A Dictaphone Anecdote

At HIMSS this year I spoke in the Dictaphone booth regarding our experience with their EXSPEECH voice recognition system. It was a good project that had a solid ROI (less than a year). We implemented the system while their then parent company, Learnout & Hauspie, was going through bankruptcy in 2001. This turned out to be a good move since we got a great deal of support. Like your financial portfolio, your IT portfolio should have some agressive, high risk investments.

This year there was a sense of deja vu in the Dictaphone booth as they were being acquired by Nuance. Nuance holds much of the same assets held by Learnout & Hauspie (e.g., Dragon Naturally Speaking) when they acquired Dictaphone in the 1990s. The primary difference in the 21st century is that Dictaphone sold out for 1/3 the price.

A couple of years ago I had dinner with Rob Shwagger, the president of Dictaphone. Rob was on a low-carb diet. As he ate a cheese platter for dessert he told me a great story about the Learnout & Hauspie acquisition that really captured the spirit of the Internet boom. This is the story as I remember it:

Apparently Rob and another Dictaphone exec were meeting with the L&H principles in a Belgium outdoor cafe. The L&H dudes wanted to know the selling price for Dictaphone. Rob threw out an amount he considered to be outrageous, just to test the waters: $1B, as I remember it.

The L&H executives excused themselves and walked into a nearby farmer’s field. After a few minutes they returned to tell the Dictaphone executives that they accepted their offer.

IT Infrastructure Frameworks

I am starting to study IT infrastructure frameworks such as ITIL. The idea is that you have a standard way of handling most aspects of IT service management such as change management, continuity, capacity management, incident management, etc.

In my research I found the IT Service Management Forum whose mission is to “enable member organizations to achieve measurable operational excellence by introducing, developing and promoting IT Service Management Best Practices. ” However, I wasn’t able to order any publications from them because their online ordering page is down. How ironic is that?

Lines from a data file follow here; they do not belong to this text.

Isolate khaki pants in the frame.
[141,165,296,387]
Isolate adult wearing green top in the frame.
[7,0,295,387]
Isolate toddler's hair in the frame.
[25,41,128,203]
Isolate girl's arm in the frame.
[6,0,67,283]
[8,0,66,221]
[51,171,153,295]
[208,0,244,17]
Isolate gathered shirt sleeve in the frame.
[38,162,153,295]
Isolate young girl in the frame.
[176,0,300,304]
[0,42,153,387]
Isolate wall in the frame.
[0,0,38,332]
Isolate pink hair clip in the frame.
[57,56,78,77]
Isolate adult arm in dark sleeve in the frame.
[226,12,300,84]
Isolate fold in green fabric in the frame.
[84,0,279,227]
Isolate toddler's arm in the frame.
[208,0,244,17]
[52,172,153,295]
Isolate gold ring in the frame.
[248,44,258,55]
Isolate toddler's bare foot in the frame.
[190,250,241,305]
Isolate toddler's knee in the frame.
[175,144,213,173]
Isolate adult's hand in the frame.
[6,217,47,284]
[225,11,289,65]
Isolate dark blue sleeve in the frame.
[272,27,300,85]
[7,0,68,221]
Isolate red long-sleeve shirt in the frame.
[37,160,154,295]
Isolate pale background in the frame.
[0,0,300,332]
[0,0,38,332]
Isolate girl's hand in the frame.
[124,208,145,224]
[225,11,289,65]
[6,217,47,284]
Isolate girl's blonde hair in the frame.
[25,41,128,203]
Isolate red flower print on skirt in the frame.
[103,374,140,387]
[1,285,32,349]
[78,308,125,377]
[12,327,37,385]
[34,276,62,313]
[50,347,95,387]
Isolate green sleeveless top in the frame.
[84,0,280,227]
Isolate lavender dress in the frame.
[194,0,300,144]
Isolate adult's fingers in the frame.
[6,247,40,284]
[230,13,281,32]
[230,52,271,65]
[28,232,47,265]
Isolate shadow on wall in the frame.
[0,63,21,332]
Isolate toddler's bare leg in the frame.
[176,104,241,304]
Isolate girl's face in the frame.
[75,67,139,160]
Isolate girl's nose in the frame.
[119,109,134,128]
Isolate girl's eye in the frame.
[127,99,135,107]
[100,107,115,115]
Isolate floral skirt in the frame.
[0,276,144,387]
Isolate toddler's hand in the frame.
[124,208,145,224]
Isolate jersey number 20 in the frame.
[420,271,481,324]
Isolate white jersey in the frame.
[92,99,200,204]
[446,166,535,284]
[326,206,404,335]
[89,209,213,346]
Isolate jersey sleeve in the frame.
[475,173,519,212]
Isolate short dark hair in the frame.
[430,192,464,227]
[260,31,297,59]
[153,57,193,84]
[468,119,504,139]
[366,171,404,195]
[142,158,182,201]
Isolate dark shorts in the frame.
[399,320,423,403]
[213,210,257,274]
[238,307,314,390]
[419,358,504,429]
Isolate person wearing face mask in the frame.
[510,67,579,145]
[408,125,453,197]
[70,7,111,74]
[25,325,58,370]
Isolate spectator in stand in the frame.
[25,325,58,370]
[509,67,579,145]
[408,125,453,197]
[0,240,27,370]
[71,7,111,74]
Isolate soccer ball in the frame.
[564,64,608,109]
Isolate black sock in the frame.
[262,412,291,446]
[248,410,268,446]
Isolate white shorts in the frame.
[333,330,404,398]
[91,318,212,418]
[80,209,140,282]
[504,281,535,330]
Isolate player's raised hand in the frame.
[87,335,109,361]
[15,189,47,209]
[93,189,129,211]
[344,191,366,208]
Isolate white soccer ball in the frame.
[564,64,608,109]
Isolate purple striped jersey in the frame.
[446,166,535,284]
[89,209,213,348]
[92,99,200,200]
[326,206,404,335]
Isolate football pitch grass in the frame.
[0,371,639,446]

Still, the notion of IT frameworks is more appealing to me as Ministry Health Care begins to consolidate its IT services into a single service organization. Ideally, we will develop a framework that addresses these elements of infrastructure management from an enterpise perspective. Otherwise, they will only be as good as each person assigned to manage a specific technology. For example, we can set some standards for managing availability. Those standards will be a guide for the rollout of services at the enterprise level. When we consolidate email, the email guru will have some guidelines for addressing availability. S/he will be given direction on assessing availability requirements; develop an availability plan; monitor availability; etc.

I don’t think this apporach makes sense for most community hospitals. But for larger networks that have 10,000 plus employees there is value in this level of discipline. Especially as more mission critical applications are brought online.